On the final weekend of April local contractor Mallaig Marine Limited put in place 12 moorings (3 trots of 4) in the inner harbour and by so doing, the moorings became the first tangible evidence of the Mallaig Marina Project to be viewed by the local populace. There's been lots of talk and discussion over the past few years but at last some evidence that the Project is nearing fruition is now visible.

Pontoon charges
I'm sure there will be eyebrows raised at the charges payable at the new Yachting Facility for use of the Moorings and Pontoons but there are several issues worthy of mention which the Harbour Authority had to take into account when setting the charges.
The Yachting Project is costing the Authority £900,000 to create and although obtaining grants from the EU (Sailwest), HIE and the Highland Council, the Authority has provided a six figure funding sum for the project.
The Crown Estate has to be paid for the lease of the seabed. They are seeking an annual sum based on the total grossing of the Marina.
The Harbour Authority will also have to insure the new structure and moorings and indications are that £8000 per annum is the likely premium.
Add in annual inspection costs, employment of Marina attendant, CCTV security system and its costs, etc, etc, and the reason for the level of charging becomes clearer.
I list below some of the mooring changes which are currently in vogue at other Marinas (this information is available on the internet):

12 months £202.10 per metre
6 months £132.00 per metre

12 months £103.40 per metre
6 months £ 64.63 per metre

6 months £ 770 per vessel under 11.5m
6 months £1030 per vessel over 11.5m

12 months £ 128.13 per metre
6 months £ 102.50 per metre

12 months £ 132.00 per metre
6 months £ 78.00 per metre

Jary's Wharf
The origin of "Jary's Wharf" the area of the pier where the Spanish John currently operates from was revealed by ex train driver and prawn buyer Elliot Ironside.
Elliot says that there were three fish buyers from London based at the port in the 30's/40's, Jary, Wren & Hines and they all operated from that area of the (then) wooden jetty. I don't really know why the name Jary came out on top he says, perhaps he was the biggest buyer!!!
Robert MacMillan
Port Manager
01687 462154

Mallaig Marina Gets Motoring
A motor rally team with connections to the port of Mallaig is helping to spread the word and tell the world about the next phase in the port's development - the Yachting Marina.
Iain and Calum MacLeod of MacLeod Rally Sport whose Lewis born father Alick was in charge of the local freezing factory in Mallaig in the 60's and 70's when herring and mackerel landings were in plentiful supply, still keep an eye and ear out for Mallaig - the village where they spent their formative years - and they are keen to publicise the new marina on the company rally cars.

photo photo

'We are delighted with Iain and Calum's offer' says Authority Manager Robert MacMillan 'it's great that they are willing to give something back to the village by publicising our new Marina. It's a great gesture.'
The Ford Escort Mk2 adorned by the three flag logo and the words Mallaig Marina made its first appearance last weekend when Calum's son Ruary competed in the Pirelli International Rally.

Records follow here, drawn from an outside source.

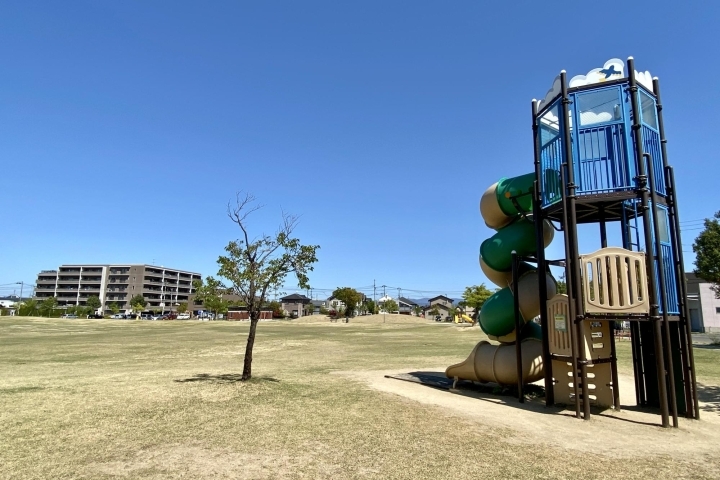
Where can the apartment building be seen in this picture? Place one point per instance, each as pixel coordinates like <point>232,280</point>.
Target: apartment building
<point>163,288</point>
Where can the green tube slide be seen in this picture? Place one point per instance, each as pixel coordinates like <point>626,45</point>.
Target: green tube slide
<point>497,316</point>
<point>496,251</point>
<point>515,190</point>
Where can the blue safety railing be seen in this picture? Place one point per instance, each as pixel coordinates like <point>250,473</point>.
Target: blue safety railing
<point>601,161</point>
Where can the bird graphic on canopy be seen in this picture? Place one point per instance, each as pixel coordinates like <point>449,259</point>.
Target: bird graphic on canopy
<point>610,72</point>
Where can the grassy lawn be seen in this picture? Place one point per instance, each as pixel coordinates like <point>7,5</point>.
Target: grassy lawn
<point>126,399</point>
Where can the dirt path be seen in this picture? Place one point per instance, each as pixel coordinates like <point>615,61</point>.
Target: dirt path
<point>624,434</point>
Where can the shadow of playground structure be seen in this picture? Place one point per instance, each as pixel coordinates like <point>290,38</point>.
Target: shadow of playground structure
<point>223,378</point>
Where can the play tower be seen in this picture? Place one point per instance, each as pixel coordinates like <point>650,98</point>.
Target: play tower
<point>600,159</point>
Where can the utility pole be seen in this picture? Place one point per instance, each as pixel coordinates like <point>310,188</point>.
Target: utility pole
<point>384,311</point>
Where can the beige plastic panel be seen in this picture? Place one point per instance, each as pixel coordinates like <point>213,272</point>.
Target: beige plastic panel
<point>597,339</point>
<point>559,333</point>
<point>597,334</point>
<point>600,388</point>
<point>614,281</point>
<point>529,293</point>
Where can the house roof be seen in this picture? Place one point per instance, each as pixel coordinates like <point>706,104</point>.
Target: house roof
<point>295,297</point>
<point>407,301</point>
<point>440,306</point>
<point>443,297</point>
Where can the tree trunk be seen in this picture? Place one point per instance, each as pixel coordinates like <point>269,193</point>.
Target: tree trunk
<point>247,366</point>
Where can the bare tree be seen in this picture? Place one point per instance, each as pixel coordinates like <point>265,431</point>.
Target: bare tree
<point>257,266</point>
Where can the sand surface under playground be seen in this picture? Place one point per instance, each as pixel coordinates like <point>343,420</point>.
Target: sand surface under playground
<point>624,434</point>
<point>364,319</point>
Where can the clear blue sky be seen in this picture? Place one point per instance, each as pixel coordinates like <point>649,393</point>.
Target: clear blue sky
<point>125,127</point>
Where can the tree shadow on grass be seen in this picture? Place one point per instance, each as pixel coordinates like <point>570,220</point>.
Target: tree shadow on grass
<point>710,396</point>
<point>224,378</point>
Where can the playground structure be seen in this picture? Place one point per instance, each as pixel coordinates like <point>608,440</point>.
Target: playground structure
<point>600,158</point>
<point>460,317</point>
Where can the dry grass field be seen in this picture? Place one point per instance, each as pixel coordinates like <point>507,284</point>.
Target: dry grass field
<point>102,399</point>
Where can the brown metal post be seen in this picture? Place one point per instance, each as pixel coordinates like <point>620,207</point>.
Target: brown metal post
<point>541,264</point>
<point>571,303</point>
<point>574,283</point>
<point>644,206</point>
<point>518,326</point>
<point>663,290</point>
<point>691,409</point>
<point>613,354</point>
<point>675,226</point>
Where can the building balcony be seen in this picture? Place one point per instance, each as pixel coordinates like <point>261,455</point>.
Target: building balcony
<point>67,288</point>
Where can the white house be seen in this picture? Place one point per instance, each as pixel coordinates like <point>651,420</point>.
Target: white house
<point>703,307</point>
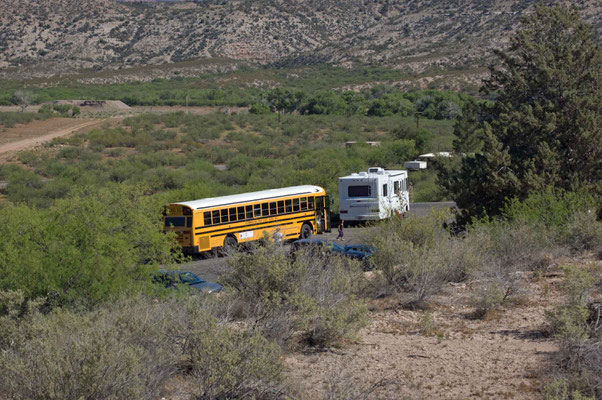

The photo was taken on the first special stage and Ruary recorded the third fastest time.
'Having grown up in Mallaig,' says Calum, 'it is still very close to our hearts with great memories in the MacLeod family, so we were proud to have Mallaig Marina adorning my son Ruary's rally car competing in the British Rally Championship. It was also nice to educate people in England where Mallaig was and put on their map! We all wish the new Marina success.'
Work is now well underway on the shoreworks element of the yachting project at Mallaig with Irish Contractor McLaughlin & Harvey on site and hopeful of completing the works by the end of June. It is expected that the marina will be fully operational by the first week of July 2011.
Dredging works have been completed, the pontoons are currently under manufacture and will be located to Mallaig once the shoreworks are completed at the end of June. Twelve swing moorings have also been placed in the inner harbour as part of the £900,000 development which is financed by the EU Interreg VIa via their Sail West Initiative, Highlands & Islands Enterprise, The Highland Council and of course Mallaig Harbour Authority. Engineers on the project are Wallace Stone, Glasgow.
Motoring buffs please note: Cars: Calum has a Subaru Impreza, an MG S2000 and a newly built Ford Escort Mk 2 - 285 BHP, six speed paddle shift gearbox and adjustable suspension. Ruary uses the Ford Fiesta ST in the British Rally Championship, his older brother Gary uses the Honda Civic he used on last years Scottish Rally Championship.

On and Off the Rails

Train times Sunday May 22nd - Saturday December 10th 2011
A new timetable produced by ScotRail for the above dates and including all trains that are ScotRail services operated by First, plus Jacobite Steam Train services, and Caledonian MacBrayne Ferry services to and from the Western Isles and Small Isles until October 22nd 2011 is now available in the form of a small fold-out booklet at manned railway stations. The train times for our area covers Glasgow/Oban, Glasgow/Fort William and Mallaig, plus the sleeper train service from Fort William to London Euston. The main difference for rail passengers to Mallaig from Glasgow is that from May 22nd until September 23rd the train leaves Glasgow at 09.07 with a later arrival into Mallaig at 14.09, except Saturdays when it leaves Glasgow at 08.21 arriving into Mallaig at 13.34, and Sundays leaving Fort William at 12.12, arriving in Mallaig at 13.35. For all enquiries regarding these times, and for any information regarding train times, please call into any manned railway station and assistance will be given. Alternatively you can print off your own timetable by going to www.scotrail.co.uk

April West Word Picture Postcard Competition
Last month I ran a competition to win sets of the 2011 Friends of the West Highland Lines picture postcards which are being given away individually by catering staff on some ScotRail services. These picturesque cards, depicting scenes taken by photographer and mountaineer Norman McNab, are proving to be much sought after! Unfortunately there can be only four lucky winners, and they are: Pat MacFarlane, Acharacle; Mairi Illsley, Crieff; John Batts, Banbury; and Margaret MacEachen, Arisaig. Congratulations - your cards are in the post. Complete sets are available by post (including postage) by sending a cheque or postal order for £2 made out to Glenfinnan Station, Station Road, Glenfinnan PH37 4LT.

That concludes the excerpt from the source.